Composite/cartoons: order is important, filter and sort must match index:

js db. orders. createIndex({ tenant_id: 1, created_at: -1, _id: -1 });
db. orders. createIndex({ status: 1 }, { partialFilterExpression: { archived: { $ne: true } } });

Use 'hint ()' for diagnostics, watch for 'covered query'.

10. 5 Elasticsearch/OpenSearch

Keyword vs text fields; doc_values for sorting/aggregates.
Heap segmentation: aggregations - heavy; restrict'size 'and use'composite' aggregations (paging).
Do not include analyzers where an accurate comparison is required.
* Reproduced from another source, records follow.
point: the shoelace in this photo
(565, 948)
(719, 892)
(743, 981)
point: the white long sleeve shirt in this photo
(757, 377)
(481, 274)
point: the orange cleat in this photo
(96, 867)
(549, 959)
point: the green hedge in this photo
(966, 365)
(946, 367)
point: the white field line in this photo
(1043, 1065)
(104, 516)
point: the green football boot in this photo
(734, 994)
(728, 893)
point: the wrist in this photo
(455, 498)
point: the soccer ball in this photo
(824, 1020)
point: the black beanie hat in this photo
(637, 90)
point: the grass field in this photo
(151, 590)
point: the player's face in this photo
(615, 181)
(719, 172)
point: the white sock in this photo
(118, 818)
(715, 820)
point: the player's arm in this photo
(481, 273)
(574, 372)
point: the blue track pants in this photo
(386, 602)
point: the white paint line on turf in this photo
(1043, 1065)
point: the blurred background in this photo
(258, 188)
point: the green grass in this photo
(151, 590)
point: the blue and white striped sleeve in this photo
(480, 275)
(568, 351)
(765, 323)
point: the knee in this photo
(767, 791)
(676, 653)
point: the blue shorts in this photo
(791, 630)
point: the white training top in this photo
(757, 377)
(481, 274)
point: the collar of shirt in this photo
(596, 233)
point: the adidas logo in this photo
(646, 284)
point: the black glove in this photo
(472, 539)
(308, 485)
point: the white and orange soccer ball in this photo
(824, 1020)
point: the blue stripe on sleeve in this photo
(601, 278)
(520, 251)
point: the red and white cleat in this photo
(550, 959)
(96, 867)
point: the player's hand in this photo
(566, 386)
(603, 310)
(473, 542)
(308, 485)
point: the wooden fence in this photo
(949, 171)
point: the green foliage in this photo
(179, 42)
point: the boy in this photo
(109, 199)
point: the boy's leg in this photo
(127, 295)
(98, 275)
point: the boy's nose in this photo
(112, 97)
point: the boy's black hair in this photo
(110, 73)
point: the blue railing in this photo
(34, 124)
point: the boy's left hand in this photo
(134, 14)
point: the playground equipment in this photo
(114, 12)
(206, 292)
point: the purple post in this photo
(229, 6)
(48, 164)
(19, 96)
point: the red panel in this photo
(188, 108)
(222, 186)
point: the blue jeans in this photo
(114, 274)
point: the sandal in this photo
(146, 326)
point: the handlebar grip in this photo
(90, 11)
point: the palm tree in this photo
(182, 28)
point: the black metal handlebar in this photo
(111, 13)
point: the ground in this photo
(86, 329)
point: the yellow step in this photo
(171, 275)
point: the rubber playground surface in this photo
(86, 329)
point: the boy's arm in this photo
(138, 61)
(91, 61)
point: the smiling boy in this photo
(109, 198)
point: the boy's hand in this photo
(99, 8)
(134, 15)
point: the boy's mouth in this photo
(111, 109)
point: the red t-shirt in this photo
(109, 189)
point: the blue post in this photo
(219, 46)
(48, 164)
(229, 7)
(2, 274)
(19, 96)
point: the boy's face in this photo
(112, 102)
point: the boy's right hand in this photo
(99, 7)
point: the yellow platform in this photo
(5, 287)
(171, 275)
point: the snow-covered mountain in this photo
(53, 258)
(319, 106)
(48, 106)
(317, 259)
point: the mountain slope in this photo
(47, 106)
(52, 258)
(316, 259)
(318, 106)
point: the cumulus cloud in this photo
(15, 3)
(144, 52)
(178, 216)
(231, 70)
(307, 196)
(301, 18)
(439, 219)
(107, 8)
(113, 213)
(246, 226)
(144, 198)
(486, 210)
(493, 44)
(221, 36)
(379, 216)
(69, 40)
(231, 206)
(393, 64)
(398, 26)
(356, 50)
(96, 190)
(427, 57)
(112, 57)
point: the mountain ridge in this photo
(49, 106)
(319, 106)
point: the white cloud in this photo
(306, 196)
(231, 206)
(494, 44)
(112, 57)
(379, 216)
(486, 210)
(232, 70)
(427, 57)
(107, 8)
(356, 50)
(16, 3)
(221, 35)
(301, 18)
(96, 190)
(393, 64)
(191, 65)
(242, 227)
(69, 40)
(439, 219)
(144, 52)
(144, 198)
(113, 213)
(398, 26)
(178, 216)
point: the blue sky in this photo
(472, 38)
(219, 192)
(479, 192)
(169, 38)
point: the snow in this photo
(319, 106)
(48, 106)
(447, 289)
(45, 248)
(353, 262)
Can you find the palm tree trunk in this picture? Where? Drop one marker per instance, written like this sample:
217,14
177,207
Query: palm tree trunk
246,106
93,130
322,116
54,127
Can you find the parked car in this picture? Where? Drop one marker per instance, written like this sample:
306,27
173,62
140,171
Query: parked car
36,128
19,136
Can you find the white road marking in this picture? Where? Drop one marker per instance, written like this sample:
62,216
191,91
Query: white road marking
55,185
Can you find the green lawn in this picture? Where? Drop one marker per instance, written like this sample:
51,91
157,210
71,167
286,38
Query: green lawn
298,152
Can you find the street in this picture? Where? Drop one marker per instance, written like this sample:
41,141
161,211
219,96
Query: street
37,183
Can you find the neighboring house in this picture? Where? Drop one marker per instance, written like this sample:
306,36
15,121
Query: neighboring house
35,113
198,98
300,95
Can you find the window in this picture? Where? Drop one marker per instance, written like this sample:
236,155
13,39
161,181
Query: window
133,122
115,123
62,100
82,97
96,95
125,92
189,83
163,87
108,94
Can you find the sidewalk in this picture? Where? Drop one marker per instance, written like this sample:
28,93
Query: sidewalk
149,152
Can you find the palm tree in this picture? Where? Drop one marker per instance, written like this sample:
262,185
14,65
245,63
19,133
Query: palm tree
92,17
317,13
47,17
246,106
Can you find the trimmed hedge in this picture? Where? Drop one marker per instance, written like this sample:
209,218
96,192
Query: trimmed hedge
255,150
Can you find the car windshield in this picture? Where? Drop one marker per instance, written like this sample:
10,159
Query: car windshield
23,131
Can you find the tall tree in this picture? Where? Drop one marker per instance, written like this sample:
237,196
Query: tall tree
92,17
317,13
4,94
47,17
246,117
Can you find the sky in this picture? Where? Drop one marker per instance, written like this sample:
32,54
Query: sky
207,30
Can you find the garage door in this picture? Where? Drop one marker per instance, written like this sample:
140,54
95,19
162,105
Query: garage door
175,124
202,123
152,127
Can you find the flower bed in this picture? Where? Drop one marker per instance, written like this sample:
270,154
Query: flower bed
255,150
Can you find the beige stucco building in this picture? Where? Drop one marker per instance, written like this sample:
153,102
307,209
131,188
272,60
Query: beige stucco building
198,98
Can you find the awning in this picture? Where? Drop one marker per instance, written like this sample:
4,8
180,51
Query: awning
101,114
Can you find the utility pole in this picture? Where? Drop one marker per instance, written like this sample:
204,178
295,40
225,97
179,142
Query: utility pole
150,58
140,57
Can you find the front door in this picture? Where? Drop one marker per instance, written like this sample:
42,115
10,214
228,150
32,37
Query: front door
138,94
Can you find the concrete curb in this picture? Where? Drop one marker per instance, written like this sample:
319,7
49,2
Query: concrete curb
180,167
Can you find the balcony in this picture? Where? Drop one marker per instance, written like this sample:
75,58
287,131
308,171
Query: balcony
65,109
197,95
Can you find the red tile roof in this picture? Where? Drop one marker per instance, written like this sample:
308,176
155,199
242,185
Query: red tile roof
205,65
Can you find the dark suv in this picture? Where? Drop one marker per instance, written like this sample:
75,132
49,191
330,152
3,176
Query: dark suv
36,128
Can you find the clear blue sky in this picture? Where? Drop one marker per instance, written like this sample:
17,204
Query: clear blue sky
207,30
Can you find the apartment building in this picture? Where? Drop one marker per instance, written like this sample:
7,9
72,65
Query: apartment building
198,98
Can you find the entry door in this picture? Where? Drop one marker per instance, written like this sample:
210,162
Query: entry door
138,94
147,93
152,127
11) Competitiveness, interlocks and MVCC

Short transactions; avoid "long" reads under 'REPEATABLE READ' needlessly.
Index operations also take locks (write throughput reduction).
Plan online indexing: 'CREATE INDEX CONCRETELY' (PG), 'ALGORITHM = INPLACE '/' ONLINE' (MySQL).
Inserts in the tail for an hour/ID → "hot pages" of the index; distribute the key (UUIDv7/salt).

12) Observability and SLO

Metrics:

'db _ query _ latency _ ms' (P50/P95/P99) by query name.
`rows_examined`, `rows_returned`, `buffer_hit_ratio`.
`deadlocks`, `lock_wait_ms`, `temp_sort_disk_usage`.
Share of plans with'Seq Scan'where'Index Scan' was expected.
Regression alerts when changing the version/parameters of the DBMS.

Logs/tracing:

Enable the slow query log with a threshold (for example, 200 ms).
Correlation of queries with spans (trace_id).
Remove problem query plans and save to object storage for retrospective.

SLO example:

Read P95 '<= 150 ms' with'LIMIT <= 50'and hot tenant.
P95 records' <= 200 ms' with batches up to 1000 lines.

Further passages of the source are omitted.